Get comfortable reversing your decision if the data later proves it to be the wrong decision. Hindsight is 20/20. It’s okay to be wrong, just make sure to fix it. Don’t let the possibility of being wrong paralyze you from making a decision.

Sometimes the best decision is the decision to take no action.

Get out of the way.

You don’t need to look at every PR. You don’t need to understand every bug. You don’t need to review every design. You don’t need to be part of every decision. 

There are many things you don’t need to do. 

Participating in these things generally makes you feel like you’ve done something productive, but I’ve spoken to numerous product managers who, at the end of a day realize they’ve spent time on things that didn’t help them move the team do better. Instead, that time was spent on things that didn’t actually need their attention.

There are exceptions to this principle, such as when you’re on a tight deadline and there’s a really important product to ship. In which case, yes you should be part of the details and moving the team along every step of the way.

Otherwise, don’t slow down the car.

Multiply your team’s value.

Adapted from Brandon Chu.

Work on things that’ll have the biggest impact, not just directly on customers but on the product and other teams.

If your team needs to build a library to support a new feature, other teams might find value in that library. Make it a reusable component that other teams can use.

If your team discovers a new insight about product usage, share it with other teams that would find it useful.

What is the 20% of projects you (and your team) should work on that would produce 80% of the results?

Focus on your unique contribution.

Do your best to focus on the high-value tasks that only you can do.

Automate the simple, repeatable tasks and delegate the tasks you’re not best suited to work on. 

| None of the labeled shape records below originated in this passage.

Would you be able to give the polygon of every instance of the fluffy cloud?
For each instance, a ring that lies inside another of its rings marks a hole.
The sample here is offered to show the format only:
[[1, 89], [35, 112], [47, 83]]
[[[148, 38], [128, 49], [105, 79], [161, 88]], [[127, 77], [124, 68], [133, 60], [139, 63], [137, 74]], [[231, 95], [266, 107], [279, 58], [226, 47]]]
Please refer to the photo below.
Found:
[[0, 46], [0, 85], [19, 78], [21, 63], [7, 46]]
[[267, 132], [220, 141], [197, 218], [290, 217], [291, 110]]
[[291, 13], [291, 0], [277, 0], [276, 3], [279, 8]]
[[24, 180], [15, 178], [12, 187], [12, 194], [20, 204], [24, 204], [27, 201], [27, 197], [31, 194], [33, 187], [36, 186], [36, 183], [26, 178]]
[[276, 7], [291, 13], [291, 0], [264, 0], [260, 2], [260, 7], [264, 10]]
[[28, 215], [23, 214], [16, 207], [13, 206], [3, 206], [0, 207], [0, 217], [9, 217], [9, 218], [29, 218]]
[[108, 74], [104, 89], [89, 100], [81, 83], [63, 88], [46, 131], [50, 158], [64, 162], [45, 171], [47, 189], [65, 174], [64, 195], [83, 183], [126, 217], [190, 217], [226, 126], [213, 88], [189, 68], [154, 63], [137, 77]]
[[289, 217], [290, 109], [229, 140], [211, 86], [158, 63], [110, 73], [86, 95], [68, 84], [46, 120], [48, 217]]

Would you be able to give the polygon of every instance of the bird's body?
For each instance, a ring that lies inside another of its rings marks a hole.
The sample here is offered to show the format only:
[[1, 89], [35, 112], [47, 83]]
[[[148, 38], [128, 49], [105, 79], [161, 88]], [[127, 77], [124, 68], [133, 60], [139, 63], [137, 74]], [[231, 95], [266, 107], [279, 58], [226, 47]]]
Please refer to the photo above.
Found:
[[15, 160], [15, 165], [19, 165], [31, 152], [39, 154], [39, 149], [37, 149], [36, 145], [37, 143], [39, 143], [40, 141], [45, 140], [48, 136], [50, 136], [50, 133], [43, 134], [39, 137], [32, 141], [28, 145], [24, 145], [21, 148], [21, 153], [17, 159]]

One example, I could design product mockups, but my designer would be able to come up with much better mocks in much less time and they’d probably have a better impact on the user experience.

In the case of a startup, you better be helping with all the tasks the team needs to complete to ship :)

Always be learning.

Learn for yourself, but most importantly on behalf of your team. Talk to other teams and departments. Understand what the marketing team is doing, what challenges the sales team has, what customer support runs into the post, what other product teams are building, what insights analysts have found in product usage and so on.

Bring relevant — or even not-so-relevant — insights back to your team. They might notice a detail or have a different angle of thinking about the insights that might lead to new ideas for your product.

Feedback on this is welcome as I refine my principles and communicate them.